My guess is that when the vertical retrace bit is set, the pixels have already been read into the VGA card's memory, and it is currently in the process of writing it's already loaded pixels. However, when the vertical retrace bit is cleared, it is in the process of loading the pixels from A000:0000 into local memory. It uses DMA for this, right?

So, it's only safe to write to A000:0000 when the VGA card is writing pixels (bit set), and not loading pixels in (bit cleared)

Or am I totally wrong?


Solution

  • There is no separate buffer that a VGA card reads into. (Remember that when VGA was new, even 32kiB of DRAM was expensive. Also, memory bandwidth was low. Some video cards used to use dual-ported RAM so access from the CPU wouldn't disturb scan-out; it could be read/written on one port while the CRTC / RAMDAC was reading pixel data.)
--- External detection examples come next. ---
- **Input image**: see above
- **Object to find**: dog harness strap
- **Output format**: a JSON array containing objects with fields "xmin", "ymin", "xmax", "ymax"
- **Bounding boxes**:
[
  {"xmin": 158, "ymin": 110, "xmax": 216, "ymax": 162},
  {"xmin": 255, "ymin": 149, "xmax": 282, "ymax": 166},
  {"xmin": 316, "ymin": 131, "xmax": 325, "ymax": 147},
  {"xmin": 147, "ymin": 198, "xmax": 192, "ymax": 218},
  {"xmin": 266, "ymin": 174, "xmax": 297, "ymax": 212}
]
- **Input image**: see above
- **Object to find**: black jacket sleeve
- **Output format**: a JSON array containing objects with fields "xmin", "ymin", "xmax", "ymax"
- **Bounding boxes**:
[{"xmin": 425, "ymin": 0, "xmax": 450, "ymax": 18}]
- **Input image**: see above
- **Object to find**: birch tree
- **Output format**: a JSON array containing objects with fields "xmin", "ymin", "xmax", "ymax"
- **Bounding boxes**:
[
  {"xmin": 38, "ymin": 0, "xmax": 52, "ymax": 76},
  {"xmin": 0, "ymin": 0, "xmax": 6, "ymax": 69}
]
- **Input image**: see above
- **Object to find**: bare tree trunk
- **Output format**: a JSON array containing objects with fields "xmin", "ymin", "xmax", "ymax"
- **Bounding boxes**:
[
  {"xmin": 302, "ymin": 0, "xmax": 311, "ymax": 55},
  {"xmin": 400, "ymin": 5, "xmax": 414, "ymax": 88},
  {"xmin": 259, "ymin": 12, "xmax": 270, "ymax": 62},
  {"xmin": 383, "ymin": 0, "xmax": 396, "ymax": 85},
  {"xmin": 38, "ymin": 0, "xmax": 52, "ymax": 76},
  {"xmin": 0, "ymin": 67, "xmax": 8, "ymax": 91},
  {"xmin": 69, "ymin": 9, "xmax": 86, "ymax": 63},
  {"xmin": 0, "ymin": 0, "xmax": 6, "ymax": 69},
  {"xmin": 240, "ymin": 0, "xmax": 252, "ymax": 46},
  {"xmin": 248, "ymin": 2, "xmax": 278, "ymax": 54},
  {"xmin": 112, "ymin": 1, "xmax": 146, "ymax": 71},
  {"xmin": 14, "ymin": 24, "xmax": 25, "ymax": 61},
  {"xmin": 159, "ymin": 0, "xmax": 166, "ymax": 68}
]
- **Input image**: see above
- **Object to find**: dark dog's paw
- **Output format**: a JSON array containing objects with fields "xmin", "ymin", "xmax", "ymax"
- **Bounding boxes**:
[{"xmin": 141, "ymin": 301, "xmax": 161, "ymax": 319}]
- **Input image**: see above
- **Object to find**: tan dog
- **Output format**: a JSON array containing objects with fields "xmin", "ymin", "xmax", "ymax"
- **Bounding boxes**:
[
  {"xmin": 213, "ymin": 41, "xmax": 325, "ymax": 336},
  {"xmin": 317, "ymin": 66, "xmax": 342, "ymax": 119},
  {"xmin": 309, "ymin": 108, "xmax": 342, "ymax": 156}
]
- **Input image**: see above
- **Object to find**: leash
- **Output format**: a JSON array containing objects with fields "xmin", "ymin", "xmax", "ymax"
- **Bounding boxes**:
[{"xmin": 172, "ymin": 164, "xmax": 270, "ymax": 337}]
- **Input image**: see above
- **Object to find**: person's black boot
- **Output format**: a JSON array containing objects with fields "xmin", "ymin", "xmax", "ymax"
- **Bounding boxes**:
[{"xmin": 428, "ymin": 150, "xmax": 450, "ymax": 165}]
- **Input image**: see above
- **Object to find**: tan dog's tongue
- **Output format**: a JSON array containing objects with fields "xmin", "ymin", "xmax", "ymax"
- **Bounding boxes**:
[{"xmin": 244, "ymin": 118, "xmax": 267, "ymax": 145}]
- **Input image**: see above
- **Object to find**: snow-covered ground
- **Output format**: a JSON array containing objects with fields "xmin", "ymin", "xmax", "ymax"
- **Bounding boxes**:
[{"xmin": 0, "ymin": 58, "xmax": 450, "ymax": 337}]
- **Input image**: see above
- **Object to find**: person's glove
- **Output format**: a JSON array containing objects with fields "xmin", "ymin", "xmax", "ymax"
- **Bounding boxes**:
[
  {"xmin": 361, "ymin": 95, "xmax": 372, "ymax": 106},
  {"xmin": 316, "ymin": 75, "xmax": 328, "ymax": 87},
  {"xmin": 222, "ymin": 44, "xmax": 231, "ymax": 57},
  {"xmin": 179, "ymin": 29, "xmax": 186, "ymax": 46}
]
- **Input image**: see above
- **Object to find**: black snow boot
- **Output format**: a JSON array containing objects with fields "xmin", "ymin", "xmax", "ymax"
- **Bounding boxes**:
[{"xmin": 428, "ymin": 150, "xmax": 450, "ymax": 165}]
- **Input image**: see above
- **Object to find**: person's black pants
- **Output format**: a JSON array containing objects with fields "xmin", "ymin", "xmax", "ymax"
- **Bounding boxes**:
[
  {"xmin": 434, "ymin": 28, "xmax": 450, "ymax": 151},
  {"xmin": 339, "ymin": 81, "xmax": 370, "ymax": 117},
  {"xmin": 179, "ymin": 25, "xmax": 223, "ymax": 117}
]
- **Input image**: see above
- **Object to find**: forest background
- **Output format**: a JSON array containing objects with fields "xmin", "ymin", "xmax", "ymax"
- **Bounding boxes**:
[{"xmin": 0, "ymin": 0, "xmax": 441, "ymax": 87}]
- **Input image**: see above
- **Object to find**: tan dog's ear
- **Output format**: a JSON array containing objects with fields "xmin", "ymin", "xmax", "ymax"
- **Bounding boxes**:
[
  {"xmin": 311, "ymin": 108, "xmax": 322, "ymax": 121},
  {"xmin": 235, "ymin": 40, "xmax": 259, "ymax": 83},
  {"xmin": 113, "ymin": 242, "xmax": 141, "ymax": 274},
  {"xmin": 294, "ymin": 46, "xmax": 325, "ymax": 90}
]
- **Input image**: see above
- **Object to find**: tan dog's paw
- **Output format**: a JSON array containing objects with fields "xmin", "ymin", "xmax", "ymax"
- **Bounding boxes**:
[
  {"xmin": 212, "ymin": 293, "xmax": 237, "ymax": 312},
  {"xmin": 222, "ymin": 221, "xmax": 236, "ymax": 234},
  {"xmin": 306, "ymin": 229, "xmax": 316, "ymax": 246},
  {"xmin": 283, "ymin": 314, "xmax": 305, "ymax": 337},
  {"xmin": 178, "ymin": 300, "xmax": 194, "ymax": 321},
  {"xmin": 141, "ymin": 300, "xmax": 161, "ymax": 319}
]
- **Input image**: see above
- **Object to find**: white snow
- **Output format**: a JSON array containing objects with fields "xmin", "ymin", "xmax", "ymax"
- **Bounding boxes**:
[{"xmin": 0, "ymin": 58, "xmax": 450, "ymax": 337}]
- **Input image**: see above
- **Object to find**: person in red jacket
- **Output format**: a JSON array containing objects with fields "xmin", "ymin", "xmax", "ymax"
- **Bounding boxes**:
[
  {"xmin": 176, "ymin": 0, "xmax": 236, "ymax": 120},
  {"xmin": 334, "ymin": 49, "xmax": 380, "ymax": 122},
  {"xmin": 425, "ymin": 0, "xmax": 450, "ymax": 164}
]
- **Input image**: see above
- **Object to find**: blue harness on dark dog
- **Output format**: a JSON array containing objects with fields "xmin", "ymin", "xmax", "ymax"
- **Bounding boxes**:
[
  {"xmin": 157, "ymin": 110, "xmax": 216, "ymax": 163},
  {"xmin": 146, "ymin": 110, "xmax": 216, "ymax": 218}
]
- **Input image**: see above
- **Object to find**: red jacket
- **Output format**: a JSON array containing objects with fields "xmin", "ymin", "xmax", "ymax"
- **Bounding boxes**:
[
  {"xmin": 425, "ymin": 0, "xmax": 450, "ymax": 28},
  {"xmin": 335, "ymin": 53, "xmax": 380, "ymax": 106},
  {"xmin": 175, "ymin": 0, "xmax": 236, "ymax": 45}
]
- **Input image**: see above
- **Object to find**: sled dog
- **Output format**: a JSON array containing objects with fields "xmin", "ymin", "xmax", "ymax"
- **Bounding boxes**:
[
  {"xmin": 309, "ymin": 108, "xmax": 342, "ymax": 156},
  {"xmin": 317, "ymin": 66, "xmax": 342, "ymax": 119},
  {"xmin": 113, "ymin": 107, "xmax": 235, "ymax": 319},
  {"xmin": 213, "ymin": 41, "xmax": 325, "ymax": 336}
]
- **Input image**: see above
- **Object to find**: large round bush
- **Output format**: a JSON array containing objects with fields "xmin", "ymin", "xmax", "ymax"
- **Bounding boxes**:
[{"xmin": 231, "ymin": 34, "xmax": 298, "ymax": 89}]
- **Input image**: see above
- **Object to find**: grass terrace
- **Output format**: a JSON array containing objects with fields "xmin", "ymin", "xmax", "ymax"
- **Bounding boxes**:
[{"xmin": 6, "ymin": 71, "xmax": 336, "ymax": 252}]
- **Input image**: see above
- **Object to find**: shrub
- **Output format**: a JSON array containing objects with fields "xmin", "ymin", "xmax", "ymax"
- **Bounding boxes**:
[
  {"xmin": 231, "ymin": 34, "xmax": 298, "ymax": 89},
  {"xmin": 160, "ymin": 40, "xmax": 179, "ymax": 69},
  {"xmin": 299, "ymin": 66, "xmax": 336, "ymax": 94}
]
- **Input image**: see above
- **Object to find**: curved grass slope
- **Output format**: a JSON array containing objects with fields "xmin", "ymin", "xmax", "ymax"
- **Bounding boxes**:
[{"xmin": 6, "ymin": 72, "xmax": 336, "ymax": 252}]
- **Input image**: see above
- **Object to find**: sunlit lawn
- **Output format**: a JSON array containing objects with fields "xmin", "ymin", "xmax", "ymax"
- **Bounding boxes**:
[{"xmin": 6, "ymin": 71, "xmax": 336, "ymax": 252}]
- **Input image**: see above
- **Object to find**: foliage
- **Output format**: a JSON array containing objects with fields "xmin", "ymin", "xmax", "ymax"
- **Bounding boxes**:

    During a vertical-blanking interval, the video card isn't reading or writing video RAM at all; it exists so the CRT can change the voltage of the electron-beam deflection plates back to the top of the screen without drawing a line up the screen. Then the VGA hardware starts reading video RAM in order again for the next scan-out of the next frame.

    (Modern hardware of course doesn't drive a CRT, but reading VRAM in order with a "blanking interval" is still a thing).


    Waiting for the bit to be set then cleared helps make it likely that your code starts running at the start of the blanking interval, instead of maybe near the end of the blanking interval.

    If your code that modifies video RAM runs quickly enough, it's done before the hardware starts reading again, so you don't get tearing. (Actually, because you're writing the screen in scan-out order, it only needs to be fast enough to stay ahead of the raster scan, so the screen output doesn't pass the memcpy and display some "old" pixels later in the frame.)

    On old hardware, rep movsw wasn't fast enough to copy a whole frame of data during the VBI, especially not when writing to memory-mapped I/O over an ISA bus. Instead you'd typically double-buffer by changing the VGA base to point to an already-drawn frame during the VBI. So you draw in one buffer while the other being scanned out, giving you a whole frame interval to update it, instead of just the VBI.


    rep movsw runs very fast on actual modern CPUs (e.g. if you boot a modern PC in real mode). If VRAM is mapped as WC (aka USWC: uncacheable speculative write combining), then rep movsw will copy 16 or 32 bytes at a time (Fast Strings mode or even ERMSB (Enhanced Rep Mov/Stos B)), benefiting from write-combining buffers. (Regular stores on WC memory are like NT stores on normal WB (writeback) memory). Intel errata (like IvyBridge BU2) indicates that REP MOVS on WC memory really does work this way: if you cross a page from WC into UC memory, some stores to UC memory can happen with wide fast-strings stores instead of separate 16-bit stores for rep movsw. That means the CPU must be doing wide stores to WC memory.

    If the source data is hot in L1d or L2 cache because you just wrote it, and the destination is USWC video RAM, then blitting it with rep movsw should easily finish during the VBI. If it's mapped as UC (this used to be a BIOS option when WC was a relatively new feature, on Pentium III / early K8 boards at least), then a modern multi-GHz PC is probably still plenty fast.

    (BTW, repne cmpsb is still slow, but rep movs/stos is fast).

    BTW, even with integrated graphics where "video RAM" is still just part of your regular DRAM, it will be UC (uncacheable) or WC (un-cacheable write-combining)). Of course, most of the VGA interface is emulated these days. VGA memory might be the real frame buffer used by your graphics hardware, though (if running on bare metal, not DOSBOX or other emulator).

    Anyway, on modern hardware for low rez, you're probably fine to only check for the bit being cleared, as the copy runs so fast compared to the refresh rate that there's near-zero chance of getting any tearing. Or maybe the first pixel or two might come from the old frame.


    On DOSBOX simulating a real old PC with a realistic clock speed:

    @Ped7G says rep movsw wasn't fast enough to copy a frame during the VBI, unless you set DOSBOX to simulate a 486 at ~70MHz, or "dynamic / max" speed.